I’m going to start out by saying that I’m not familiar with Harry Langdon’s work from the silent era; reportedly, he was at his peak during that era and his sound work doesn’t live up to it. Therefore, I don’t really have that benchmark with which to compare this one. I say this because I get the sense that fans of the comic are appalled by this one, and though I don’t find the short particularly good (it’s passable at best), I don’t find it awful. It does seem to go for easy and obvious slapstick gags, and the poker game is perhaps the sequence that I found the most amusing. Still, I find if I imagine someone like Buster Keaton being stuck in this role, I can sense the disappointment fans of Langdon might feel at this one.

The Gory Murder (1978)

aka Can ku da fen shi
Article 4585 by Dave Sindelar
Date: 7-21-2014
Directed by Yi-Jung Hua
Featuring Chiang-neng Chen, Yi-hsing Chen, Yung-Li Chen
Country: Hong Kong
What it is: Crime thriller

The police discover the dismembered corpse of a women. They must try to discover her identity, and find out who was responsible for her death.

Some movies are hard to watch. In this case, it’s not so much the unpleasant subject matter (which involves a serial rapist), but rather the presentation of the movie that is the culprit. The movie was originally in Cantonese, but it’s been very badly post-dubbed, and I’m not sure whether it’s been dubbed into its own language or into another. Fortunately, it has English subtitles, but they don’t show up well on the print (they vanish against a white background, for example), and since I seem to be watching a panned-and-scanned version, some of the text is missing. Furthermore, the movie is full of bad sound and has a jarring musical score. Combined altogether, these make watching the movie a difficult, sometimes headache-inducing experience. Still, from what I can make out, it’s not really a horror movie; most of it plays out like a police procedural. Still, the murder details are horrific, and a scene where the murderer undergoes guilt hallucinations (body parts jumping out in front of him, hands coming through the walls) does offer some horror content. It’s often incoherent, and I suspect chunks of the story are missing. I don’t think the movie itself is worthless, but it certainly doesn’t transcend the painful process of watching it.

Gladiatorerna (1969)

aka The Gladiators, The Peace Game
Article 4485 by Dave Sindelar
Date: 3-25-2014
Directed by Peter Watkins
Featuring Arthur Pentelow, Frederick Danner, Hans Bendrik
Country: Sweden
What it is: Futuristic drama

In the near future, the governments of the world have abandoned wars in favor of a televised competition known as the Peace Game, in which various teams compete to make their way through a booby-trapped maze.

The idea of replacing war with an organized competition of this sort isn’t really a new concept; what makes this one compelling is the usual documentary-like style that Peter Watkins brings to the story.
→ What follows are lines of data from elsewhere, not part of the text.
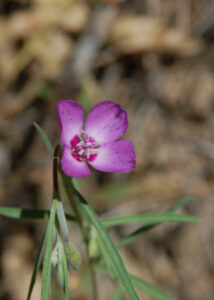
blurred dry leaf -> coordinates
[111,15,202,56]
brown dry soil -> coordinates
[0,0,214,300]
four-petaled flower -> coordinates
[57,100,136,178]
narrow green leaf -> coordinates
[27,233,46,300]
[102,212,200,227]
[64,242,82,270]
[62,248,69,300]
[112,284,123,300]
[56,201,69,241]
[130,275,174,300]
[74,190,139,300]
[33,123,54,157]
[41,199,58,300]
[0,206,76,221]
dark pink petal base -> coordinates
[89,140,136,172]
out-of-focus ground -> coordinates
[0,0,214,300]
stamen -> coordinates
[71,133,99,162]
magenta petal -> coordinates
[85,101,128,144]
[89,140,136,172]
[57,100,83,145]
[61,145,90,178]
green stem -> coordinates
[62,174,98,300]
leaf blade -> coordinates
[41,199,58,300]
[27,232,46,300]
[74,190,139,300]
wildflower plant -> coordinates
[0,100,199,300]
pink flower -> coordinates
[57,100,136,178]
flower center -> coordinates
[71,133,99,162]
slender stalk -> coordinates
[61,175,98,300]
[53,145,61,199]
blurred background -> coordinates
[0,0,214,300]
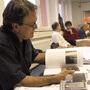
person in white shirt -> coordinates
[51,22,71,48]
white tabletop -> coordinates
[14,65,90,90]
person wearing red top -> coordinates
[63,21,79,46]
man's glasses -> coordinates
[22,23,37,29]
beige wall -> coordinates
[72,0,90,26]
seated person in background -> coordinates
[78,24,89,39]
[0,0,73,90]
[63,21,79,46]
[51,22,71,48]
[86,23,90,38]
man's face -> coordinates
[14,11,36,40]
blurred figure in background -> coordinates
[63,21,79,46]
[58,13,65,31]
[51,22,71,48]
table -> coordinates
[14,65,90,90]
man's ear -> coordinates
[12,23,19,33]
[12,23,19,29]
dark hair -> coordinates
[65,21,72,27]
[52,22,59,31]
[3,0,36,28]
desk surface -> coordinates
[14,65,90,90]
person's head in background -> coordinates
[52,22,61,32]
[65,21,72,29]
[2,0,36,40]
[81,24,89,31]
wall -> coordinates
[0,0,4,25]
[72,0,90,26]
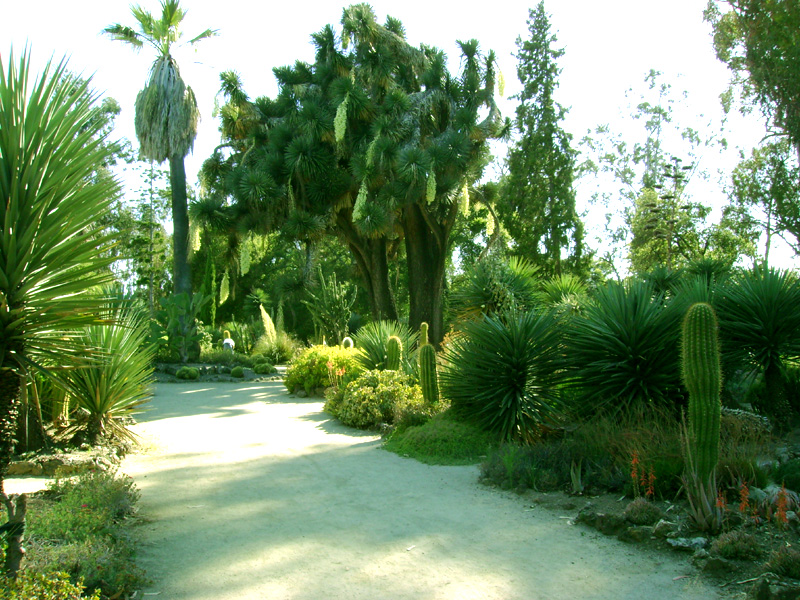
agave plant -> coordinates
[64,294,155,444]
[0,54,119,576]
[567,281,683,413]
[451,257,538,320]
[353,321,419,375]
[439,311,564,442]
[716,267,800,417]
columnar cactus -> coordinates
[385,335,403,371]
[681,302,722,481]
[418,344,439,404]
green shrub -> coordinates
[24,472,144,597]
[0,568,100,600]
[253,331,303,365]
[710,529,764,560]
[326,370,423,429]
[63,288,154,444]
[567,281,684,414]
[175,367,200,381]
[764,546,800,579]
[253,362,277,375]
[283,346,362,395]
[385,415,494,465]
[439,312,564,443]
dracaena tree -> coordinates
[0,54,118,573]
[204,4,508,342]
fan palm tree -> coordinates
[103,0,217,295]
[0,53,119,574]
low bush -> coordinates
[175,367,200,381]
[253,331,303,365]
[710,529,764,560]
[253,362,277,375]
[23,472,144,598]
[325,370,423,429]
[0,568,100,600]
[283,346,362,395]
[384,414,495,465]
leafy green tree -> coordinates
[704,0,800,157]
[498,2,586,275]
[103,0,216,295]
[731,139,800,264]
[204,4,506,342]
[0,54,119,573]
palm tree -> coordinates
[0,53,119,575]
[103,0,217,295]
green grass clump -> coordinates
[253,362,277,375]
[384,415,494,465]
[23,472,144,600]
[175,367,200,381]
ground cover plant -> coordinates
[0,471,144,600]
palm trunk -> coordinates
[0,369,22,494]
[169,154,192,296]
[403,204,449,346]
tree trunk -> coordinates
[169,154,192,296]
[403,204,449,346]
[337,212,397,321]
[0,369,22,494]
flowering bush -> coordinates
[325,370,423,429]
[283,346,361,394]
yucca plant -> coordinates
[716,267,800,417]
[439,311,564,442]
[567,281,683,414]
[451,257,538,320]
[353,321,419,375]
[0,53,119,575]
[64,291,155,445]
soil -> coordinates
[123,382,730,600]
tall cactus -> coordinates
[385,335,403,371]
[681,302,722,481]
[418,344,439,404]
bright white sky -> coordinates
[0,0,788,266]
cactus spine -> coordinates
[386,335,403,371]
[681,302,722,481]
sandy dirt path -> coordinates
[123,383,719,600]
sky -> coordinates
[0,0,792,266]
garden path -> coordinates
[123,383,719,600]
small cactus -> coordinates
[385,335,403,371]
[681,302,722,481]
[419,344,439,404]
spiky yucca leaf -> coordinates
[567,281,683,413]
[439,312,564,442]
[0,54,119,490]
[61,292,155,444]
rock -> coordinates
[653,519,678,538]
[747,573,800,600]
[667,537,708,552]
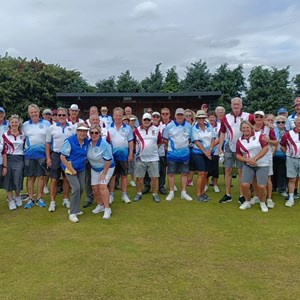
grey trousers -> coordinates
[66,171,85,214]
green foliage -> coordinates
[116,70,140,93]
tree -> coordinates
[181,60,211,92]
[96,76,117,93]
[141,63,164,93]
[117,70,140,93]
[161,66,180,93]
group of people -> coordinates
[0,97,300,222]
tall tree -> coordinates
[141,63,164,93]
[181,60,211,92]
[117,70,140,93]
[161,66,180,93]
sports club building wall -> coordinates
[56,92,221,119]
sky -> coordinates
[0,0,300,84]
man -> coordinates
[46,107,75,212]
[133,113,162,203]
[163,108,193,201]
[219,97,253,204]
[22,104,51,209]
[67,104,84,125]
[107,107,133,204]
[99,106,113,128]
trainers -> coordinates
[285,199,294,207]
[121,195,131,204]
[43,185,49,195]
[129,180,136,187]
[239,196,246,204]
[152,194,160,203]
[48,201,56,212]
[133,194,142,202]
[267,199,275,208]
[62,198,70,208]
[250,196,259,205]
[69,214,79,223]
[92,204,104,214]
[103,207,111,220]
[219,194,232,204]
[240,201,251,210]
[259,202,269,212]
[214,185,220,193]
[166,192,174,201]
[181,192,193,201]
[7,200,17,210]
[15,196,23,207]
[24,199,34,209]
[36,198,46,207]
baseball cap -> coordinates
[175,108,185,115]
[70,104,79,110]
[254,110,265,117]
[143,113,151,120]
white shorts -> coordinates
[91,167,115,185]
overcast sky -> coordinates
[0,0,300,84]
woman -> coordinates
[87,125,115,219]
[3,115,25,210]
[236,121,269,212]
[60,123,89,223]
[272,115,288,197]
[192,110,217,202]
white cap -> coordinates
[70,104,79,110]
[143,113,152,120]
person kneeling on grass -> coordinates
[133,113,162,203]
[236,121,269,212]
[87,125,115,219]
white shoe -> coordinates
[214,185,220,193]
[240,201,251,210]
[62,198,70,208]
[69,214,79,223]
[7,200,17,210]
[92,204,104,214]
[43,185,49,195]
[129,180,136,187]
[250,196,259,205]
[103,208,111,220]
[285,199,294,207]
[166,192,174,201]
[267,199,275,208]
[121,195,131,204]
[259,202,269,212]
[181,192,193,201]
[48,201,56,212]
[15,196,23,207]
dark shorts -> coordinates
[167,160,189,174]
[24,158,47,177]
[113,160,128,176]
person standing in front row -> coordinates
[163,108,193,201]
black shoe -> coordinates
[142,188,150,195]
[83,199,93,208]
[219,194,232,204]
[239,196,246,204]
[159,188,167,195]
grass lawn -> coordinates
[0,178,300,299]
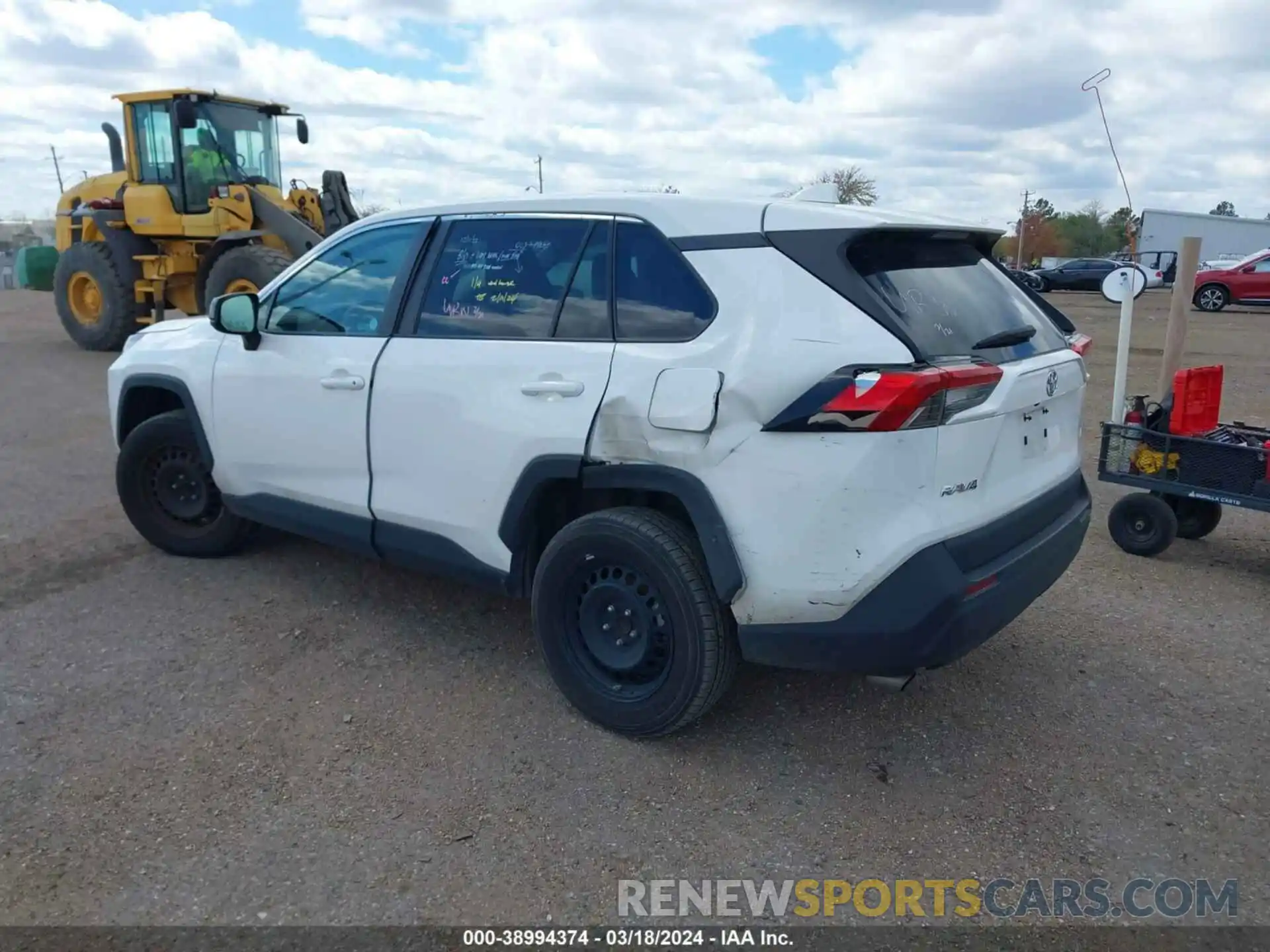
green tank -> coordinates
[13,245,57,291]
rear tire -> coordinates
[114,410,257,559]
[1164,496,1222,539]
[203,245,292,311]
[532,506,739,738]
[1194,284,1230,313]
[54,241,137,350]
[1107,493,1177,557]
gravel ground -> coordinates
[0,292,1270,926]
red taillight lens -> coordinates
[767,363,1001,433]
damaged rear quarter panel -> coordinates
[588,247,935,623]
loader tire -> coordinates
[203,245,292,309]
[54,241,137,350]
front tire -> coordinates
[532,506,739,738]
[1107,493,1177,557]
[203,245,291,311]
[114,410,255,559]
[54,241,137,350]
[1195,284,1230,313]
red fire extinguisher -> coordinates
[1124,396,1147,472]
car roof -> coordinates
[374,192,1002,239]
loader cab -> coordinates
[117,91,300,214]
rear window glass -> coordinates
[847,233,1066,362]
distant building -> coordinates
[0,218,57,250]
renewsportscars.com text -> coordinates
[617,877,1240,919]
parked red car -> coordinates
[1194,247,1270,311]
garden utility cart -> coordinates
[1099,367,1270,556]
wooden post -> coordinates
[1156,237,1200,401]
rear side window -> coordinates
[847,232,1066,362]
[613,222,718,341]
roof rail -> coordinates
[790,182,838,204]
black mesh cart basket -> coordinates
[1099,422,1270,556]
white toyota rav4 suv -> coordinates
[109,188,1089,735]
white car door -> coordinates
[370,214,613,581]
[212,218,435,552]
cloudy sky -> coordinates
[0,0,1270,227]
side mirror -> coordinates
[207,294,261,350]
[175,99,198,130]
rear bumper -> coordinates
[738,475,1091,676]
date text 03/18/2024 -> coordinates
[464,928,794,948]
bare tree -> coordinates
[776,165,878,204]
[813,165,878,204]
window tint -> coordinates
[415,218,591,339]
[555,222,613,340]
[847,232,1064,360]
[265,222,423,337]
[614,222,715,340]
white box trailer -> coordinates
[1138,208,1270,262]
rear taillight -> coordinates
[765,363,1001,433]
[1067,334,1093,357]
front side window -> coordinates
[415,217,592,339]
[264,222,423,337]
[613,222,718,341]
[181,102,282,208]
[132,103,177,185]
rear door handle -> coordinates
[321,371,366,389]
[521,379,587,396]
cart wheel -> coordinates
[1152,493,1222,538]
[1107,493,1177,556]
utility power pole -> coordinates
[1015,192,1031,268]
[48,146,66,194]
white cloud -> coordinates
[0,0,1270,227]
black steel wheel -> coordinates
[1152,493,1222,539]
[116,410,255,557]
[1194,284,1230,312]
[533,506,739,736]
[1107,493,1177,556]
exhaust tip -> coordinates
[865,672,917,694]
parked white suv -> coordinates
[109,194,1089,735]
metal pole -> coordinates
[48,146,64,194]
[1156,237,1200,401]
[1015,192,1031,269]
[1111,274,1133,422]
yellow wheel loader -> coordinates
[54,89,358,350]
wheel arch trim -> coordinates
[116,373,214,469]
[498,454,745,604]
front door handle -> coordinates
[521,379,587,396]
[321,371,366,389]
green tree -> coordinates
[1029,198,1058,218]
[1056,200,1124,258]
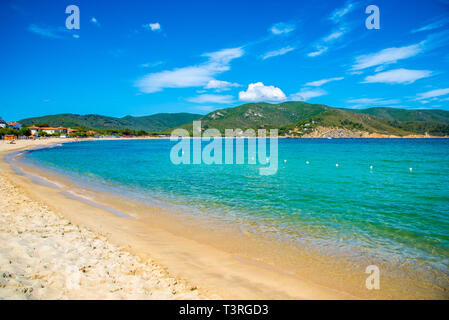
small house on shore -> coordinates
[8,121,22,130]
[4,134,16,141]
[28,126,67,136]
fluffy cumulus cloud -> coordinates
[363,69,432,84]
[305,77,344,87]
[270,22,295,35]
[142,22,162,31]
[187,94,233,103]
[262,46,295,60]
[307,46,329,57]
[352,44,423,70]
[239,82,287,102]
[135,48,244,93]
[204,79,240,91]
[290,89,327,101]
[329,1,356,22]
[417,88,449,101]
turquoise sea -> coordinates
[23,139,449,286]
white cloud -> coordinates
[187,94,233,103]
[135,48,244,93]
[262,47,295,60]
[329,1,355,22]
[305,77,344,87]
[290,89,327,101]
[239,82,287,102]
[411,18,449,33]
[204,79,240,91]
[363,69,432,84]
[417,88,449,100]
[307,46,329,57]
[140,61,164,68]
[142,22,162,31]
[270,22,295,35]
[352,44,423,70]
[89,17,100,27]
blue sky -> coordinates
[0,0,449,121]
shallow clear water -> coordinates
[24,139,449,273]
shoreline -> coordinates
[1,138,446,299]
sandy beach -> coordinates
[0,138,444,299]
[0,139,204,299]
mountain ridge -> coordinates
[20,101,449,136]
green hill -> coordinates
[174,102,449,136]
[351,108,449,123]
[19,113,201,132]
[20,101,449,136]
[178,102,331,132]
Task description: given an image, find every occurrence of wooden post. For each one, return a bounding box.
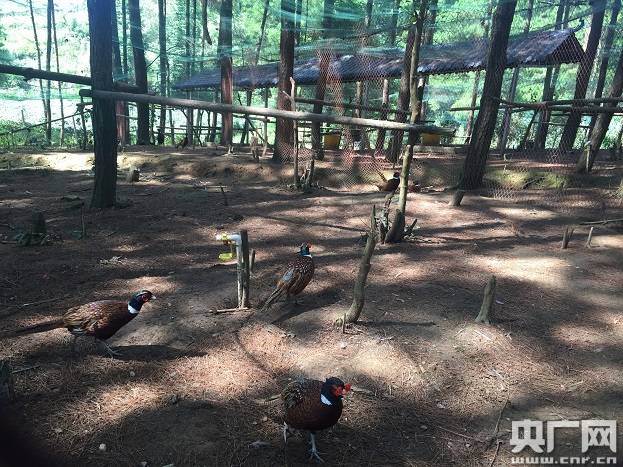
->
[560,227,574,250]
[448,190,465,208]
[238,230,251,308]
[0,360,15,406]
[344,206,377,325]
[476,276,496,324]
[586,227,595,248]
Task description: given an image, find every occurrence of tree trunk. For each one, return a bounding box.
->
[387,3,416,162]
[273,0,294,162]
[28,0,48,141]
[87,0,117,208]
[465,1,493,144]
[311,0,335,160]
[459,0,517,190]
[128,0,150,145]
[375,0,400,153]
[117,0,130,146]
[158,0,169,144]
[559,0,605,151]
[110,2,127,145]
[534,0,570,149]
[51,0,65,146]
[218,0,234,146]
[45,0,54,145]
[589,0,621,134]
[498,0,534,152]
[576,45,623,173]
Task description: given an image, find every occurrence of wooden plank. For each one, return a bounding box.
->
[80,89,454,135]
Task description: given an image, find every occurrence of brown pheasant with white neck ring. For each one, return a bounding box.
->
[15,290,155,356]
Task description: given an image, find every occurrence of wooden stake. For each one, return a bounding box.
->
[560,227,575,250]
[448,190,465,207]
[586,227,595,248]
[238,230,251,308]
[343,206,377,326]
[476,276,496,324]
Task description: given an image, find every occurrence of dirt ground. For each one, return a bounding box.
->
[0,147,623,466]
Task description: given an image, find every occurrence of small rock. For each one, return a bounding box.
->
[249,440,270,449]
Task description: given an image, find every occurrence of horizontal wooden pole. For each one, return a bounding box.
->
[80,89,454,135]
[296,97,410,115]
[0,63,139,92]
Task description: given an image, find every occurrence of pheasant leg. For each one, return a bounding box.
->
[309,432,324,462]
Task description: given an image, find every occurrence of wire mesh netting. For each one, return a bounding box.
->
[0,0,623,215]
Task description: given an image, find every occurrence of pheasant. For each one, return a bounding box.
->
[377,172,400,192]
[281,377,350,462]
[15,290,155,357]
[262,243,314,310]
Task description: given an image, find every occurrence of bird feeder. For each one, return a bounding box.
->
[216,230,251,309]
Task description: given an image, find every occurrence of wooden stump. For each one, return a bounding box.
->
[476,276,496,324]
[0,360,15,405]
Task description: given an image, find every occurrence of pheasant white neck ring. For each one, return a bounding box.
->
[320,394,333,405]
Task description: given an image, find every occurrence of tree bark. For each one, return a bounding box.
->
[498,0,534,151]
[50,0,65,146]
[343,207,378,324]
[558,0,605,151]
[575,45,623,173]
[128,0,150,145]
[45,0,54,145]
[273,0,294,162]
[158,0,169,144]
[311,0,335,160]
[87,0,117,208]
[375,0,400,154]
[387,2,417,162]
[459,0,517,190]
[218,0,234,146]
[534,0,569,149]
[28,0,48,142]
[589,0,621,133]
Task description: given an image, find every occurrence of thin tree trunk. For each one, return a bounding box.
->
[375,0,400,153]
[273,0,294,162]
[128,0,150,145]
[28,0,48,141]
[465,1,493,144]
[459,0,517,190]
[311,0,335,160]
[218,0,234,146]
[110,1,127,145]
[51,0,65,146]
[534,0,570,149]
[559,0,605,151]
[589,0,621,134]
[498,0,534,151]
[158,0,167,142]
[87,0,117,208]
[118,0,130,146]
[387,3,417,162]
[45,0,54,145]
[576,45,623,173]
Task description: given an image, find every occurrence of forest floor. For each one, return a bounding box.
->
[0,146,623,467]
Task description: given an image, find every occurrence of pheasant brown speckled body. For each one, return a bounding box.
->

Which is not to say that the movie is easy to follow; parts of this movie are very difficult to follow, and though it may be a quirk of my print, the fact that goodly portions of the movie are not in English (IMDB lists four other languages) and have no English subtitles make it even more difficult. I do get the sense that the movie takes a very cynical look at the military mindset on hand here, where a compassionate ally is considered a more disgusting threat than the enemy army itself. As a result, despite the complexity of much that is going on, the movie occasionally lapses into being simplistic; I think I’ve encountered this problem with some of Watkin’s movies before, in particular with PUNISHMENT PARK. Still, there is a power to Watkin’s style, and I found the movie compelling, though not up to the level of THE WAR GAME.